Why the stress on community health workers being trained?

Not just them, even teachers in schools as well as laypeople should be trained. Any person should know how to heal a broken wound. If my leg is bleeding after a cut, you don’t run to the emergency room. You get a band aid and stick it on it. In the same way, each and every one of us should at least have some basic skills on how to help ourselves when we have mental illness, and how to help our neighbours.

Are there any plans of taking up research on any aspect of mental healthcare in Telangana or in India?

I would love to work in Telangana. I have been working in other parts of India for 25 years. We are largely working with the governments of Madhya Pradesh, Goa, Haryana and Bihar. For instance, in Madhya Pradesh, we were working with Accredited Social Health Activists to train them in delivering brief psychological treatment to people for depression in primary care.

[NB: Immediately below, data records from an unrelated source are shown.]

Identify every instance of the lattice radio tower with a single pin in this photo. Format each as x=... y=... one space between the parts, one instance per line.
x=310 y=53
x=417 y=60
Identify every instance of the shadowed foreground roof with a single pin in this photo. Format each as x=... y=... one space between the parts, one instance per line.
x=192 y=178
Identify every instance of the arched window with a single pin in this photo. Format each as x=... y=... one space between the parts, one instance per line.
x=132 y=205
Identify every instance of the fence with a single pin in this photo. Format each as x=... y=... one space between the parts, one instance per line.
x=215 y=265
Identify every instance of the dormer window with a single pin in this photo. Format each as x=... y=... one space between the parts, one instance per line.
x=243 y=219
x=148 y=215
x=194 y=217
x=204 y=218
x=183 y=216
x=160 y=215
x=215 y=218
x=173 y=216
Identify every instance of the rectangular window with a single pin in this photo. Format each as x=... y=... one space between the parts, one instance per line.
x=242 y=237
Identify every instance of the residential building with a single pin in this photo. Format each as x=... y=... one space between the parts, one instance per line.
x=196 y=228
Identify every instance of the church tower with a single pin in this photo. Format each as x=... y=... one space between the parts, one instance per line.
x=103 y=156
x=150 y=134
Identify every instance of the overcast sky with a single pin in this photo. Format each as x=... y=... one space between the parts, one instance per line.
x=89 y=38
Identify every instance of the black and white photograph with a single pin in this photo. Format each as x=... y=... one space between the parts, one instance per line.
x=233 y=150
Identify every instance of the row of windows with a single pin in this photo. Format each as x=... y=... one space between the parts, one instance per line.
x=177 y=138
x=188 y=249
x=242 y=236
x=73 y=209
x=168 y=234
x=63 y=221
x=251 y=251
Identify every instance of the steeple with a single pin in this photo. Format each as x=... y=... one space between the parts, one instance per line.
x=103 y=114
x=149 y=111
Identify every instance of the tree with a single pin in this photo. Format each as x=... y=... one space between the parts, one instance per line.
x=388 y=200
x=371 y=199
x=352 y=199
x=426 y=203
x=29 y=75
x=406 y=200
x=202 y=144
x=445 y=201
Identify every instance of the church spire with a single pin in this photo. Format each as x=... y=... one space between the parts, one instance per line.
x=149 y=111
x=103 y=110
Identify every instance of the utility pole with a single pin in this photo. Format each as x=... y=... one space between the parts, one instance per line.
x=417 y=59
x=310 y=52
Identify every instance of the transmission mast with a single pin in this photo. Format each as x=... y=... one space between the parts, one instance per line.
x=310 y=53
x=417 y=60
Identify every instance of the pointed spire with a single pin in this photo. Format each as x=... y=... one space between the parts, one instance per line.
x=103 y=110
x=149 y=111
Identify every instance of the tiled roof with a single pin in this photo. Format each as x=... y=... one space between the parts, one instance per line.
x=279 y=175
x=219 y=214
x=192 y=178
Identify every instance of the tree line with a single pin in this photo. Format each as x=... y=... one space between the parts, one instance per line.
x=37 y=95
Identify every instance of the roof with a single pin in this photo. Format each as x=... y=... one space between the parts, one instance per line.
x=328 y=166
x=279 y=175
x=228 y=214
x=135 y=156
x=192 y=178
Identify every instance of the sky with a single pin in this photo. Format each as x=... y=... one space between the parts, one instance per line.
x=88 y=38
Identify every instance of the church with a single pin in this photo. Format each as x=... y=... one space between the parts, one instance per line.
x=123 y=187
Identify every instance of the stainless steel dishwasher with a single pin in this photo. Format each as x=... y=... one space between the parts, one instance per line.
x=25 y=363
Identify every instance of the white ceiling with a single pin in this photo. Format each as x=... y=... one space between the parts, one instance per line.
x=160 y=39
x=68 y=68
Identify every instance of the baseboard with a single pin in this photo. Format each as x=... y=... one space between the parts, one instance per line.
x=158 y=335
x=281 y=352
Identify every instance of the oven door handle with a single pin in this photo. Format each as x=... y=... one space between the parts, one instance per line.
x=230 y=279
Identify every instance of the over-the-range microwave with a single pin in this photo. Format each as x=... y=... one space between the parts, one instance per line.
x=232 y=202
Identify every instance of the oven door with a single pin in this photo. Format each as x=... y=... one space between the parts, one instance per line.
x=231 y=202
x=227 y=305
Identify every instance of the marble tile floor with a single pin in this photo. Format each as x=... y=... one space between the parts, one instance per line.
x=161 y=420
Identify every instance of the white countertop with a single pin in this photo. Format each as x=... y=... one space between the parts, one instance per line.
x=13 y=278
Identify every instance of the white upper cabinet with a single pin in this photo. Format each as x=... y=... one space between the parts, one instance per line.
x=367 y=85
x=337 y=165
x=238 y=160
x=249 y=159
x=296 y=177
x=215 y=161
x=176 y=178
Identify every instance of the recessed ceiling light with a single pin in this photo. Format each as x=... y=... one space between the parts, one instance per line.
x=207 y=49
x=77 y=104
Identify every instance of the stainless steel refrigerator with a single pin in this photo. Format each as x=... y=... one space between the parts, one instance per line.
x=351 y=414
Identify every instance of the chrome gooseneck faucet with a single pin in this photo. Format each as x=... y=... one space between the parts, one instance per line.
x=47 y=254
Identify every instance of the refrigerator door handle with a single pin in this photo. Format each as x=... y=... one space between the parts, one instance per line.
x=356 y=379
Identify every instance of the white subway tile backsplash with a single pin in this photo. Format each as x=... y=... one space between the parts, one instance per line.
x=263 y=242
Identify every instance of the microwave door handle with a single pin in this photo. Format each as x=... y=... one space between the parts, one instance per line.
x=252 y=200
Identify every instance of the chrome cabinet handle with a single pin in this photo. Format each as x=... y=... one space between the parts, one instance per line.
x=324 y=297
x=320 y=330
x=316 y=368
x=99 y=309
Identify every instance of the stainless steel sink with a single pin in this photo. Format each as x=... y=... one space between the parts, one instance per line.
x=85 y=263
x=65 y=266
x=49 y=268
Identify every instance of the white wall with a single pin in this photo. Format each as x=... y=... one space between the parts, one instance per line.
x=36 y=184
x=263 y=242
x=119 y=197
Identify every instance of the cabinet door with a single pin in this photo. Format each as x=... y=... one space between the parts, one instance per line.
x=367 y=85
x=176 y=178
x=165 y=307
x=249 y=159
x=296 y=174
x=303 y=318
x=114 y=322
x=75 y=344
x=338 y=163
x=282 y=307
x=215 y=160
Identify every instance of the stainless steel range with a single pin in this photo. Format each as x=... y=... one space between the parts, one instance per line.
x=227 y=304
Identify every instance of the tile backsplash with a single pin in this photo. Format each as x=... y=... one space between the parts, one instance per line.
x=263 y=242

What needs to change in mental healthcare services being provided in India?

If I was working in a district in Telangana, I would want a coordinated mental healthcare system that starts from the district hospital where we must have a 10 or 15-bed acute psychiatric unit with a psychiatrist, psychologist and a nurse, who supervise the whole district’s mental health programme.

But the delivery is done through a network of community health workers that could be ASHA workers, who identify cases and support psychosocial interventions.